Et dans les PREFERENCES il doit y avoir (mais je ne sais pas te le dire maintenant car je suis au boulot et mon powerbook, à la maison) dans "clavier" ou "moniteur" un règlage à faire...


----------



## kaviar (30 Septembre 2005)

C'est dans "clavier et souris" -> "clavier" Tu as accès à l'activation. Pour le réglage de l'intensité (touche F8, F9, F10), il faut que l'éclairage du clavier s'active et donc que l'éclairage ambiant capté soit assez faible.


----------



## Pomme (2 Octobre 2005)

WERELDS a dit:
			
		

> Pour que le rétroéclairage fonctionne il faut être dans une pièce sombre.
> 
> Et dans les PREFERENCES il doit y avoir (mais je ne sais pas te le dire maintenant car je suis au boulot et mon powerbook, à la maison) dans "clavier" ou "moniteur" un règlage à faire...



Salut Kaviar, je sais bien qu'il faut être dans une pièce sombre pour que le clavier s'allume, mais là, même dans le noir le plus complet rien à faire...  ça se trouve c'est la fibre optique qui est hs... :rose: merci quand même!


----------



## Pomme (2 Octobre 2005)

WERELDS a dit:
			
		

> Pour que le rétroéclairage fonctionne il faut être dans une pièce sombre.
> 
> Et dans les PREFERENCES il doit y avoir (mais je ne sais pas te le dire maintenant car je suis au boulot et mon powerbook, à la maison) dans "clavier" ou "moniteur" un règlage à faire...

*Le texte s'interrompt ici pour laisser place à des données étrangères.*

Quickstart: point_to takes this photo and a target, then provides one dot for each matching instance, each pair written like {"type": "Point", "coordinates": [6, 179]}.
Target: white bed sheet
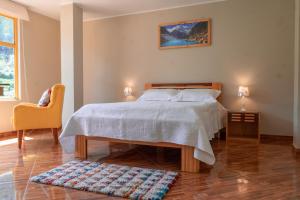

Je ne vois rien dans les "préférences", il y a bien le réglage pour la vitesse de répétition des touches, mais je ne vois pas d'activation ou désactivation de l'éclairage du clavier... :rose:  je n'ai pourtant touché à rien et mon powerbook est en marche tous les jours...je n'ai plus qu'à appeler le sav et peut-être m'attendre à me séparer de mon ordi 3 semaines/1 mois... :rose: 

Merci à tous d'avoir essayé de m'aider!


----------



## MortyBlake (2 Octobre 2005)

Pomme a dit:
			
		

> Je ne vois rien dans les "préférences", il y a bien le réglage pour la vitesse de répétition des touches, mais je ne vois pas d'activation ou désactivation de l'éclairage du clavier... :rose:  je n'ai pourtant touché à rien et mon powerbook est en marche tous les jours...je n'ai plus qu'à appeler le sav et peut-être m'attendre à me séparer de mon ordi 3 semaines/1 mois... :rose:
> 
> Merci à tous d'avoir essayé de m'aider!



préférences Système/clavier et souris/clavier

[Case à cocher] éclairer le clavier si la lumière ambiante est faible


----------



## kaviar (2 Octobre 2005)

Pomme a dit:
			
		

> Salut Kaviar, je sais bien qu'il faut être dans une pièce sombre pour que le clavier s'allume, mais là, même dans le noir le plus complet rien à faire...  ça se trouve c'est la fibre optique qui est hs... :rose: merci quand même!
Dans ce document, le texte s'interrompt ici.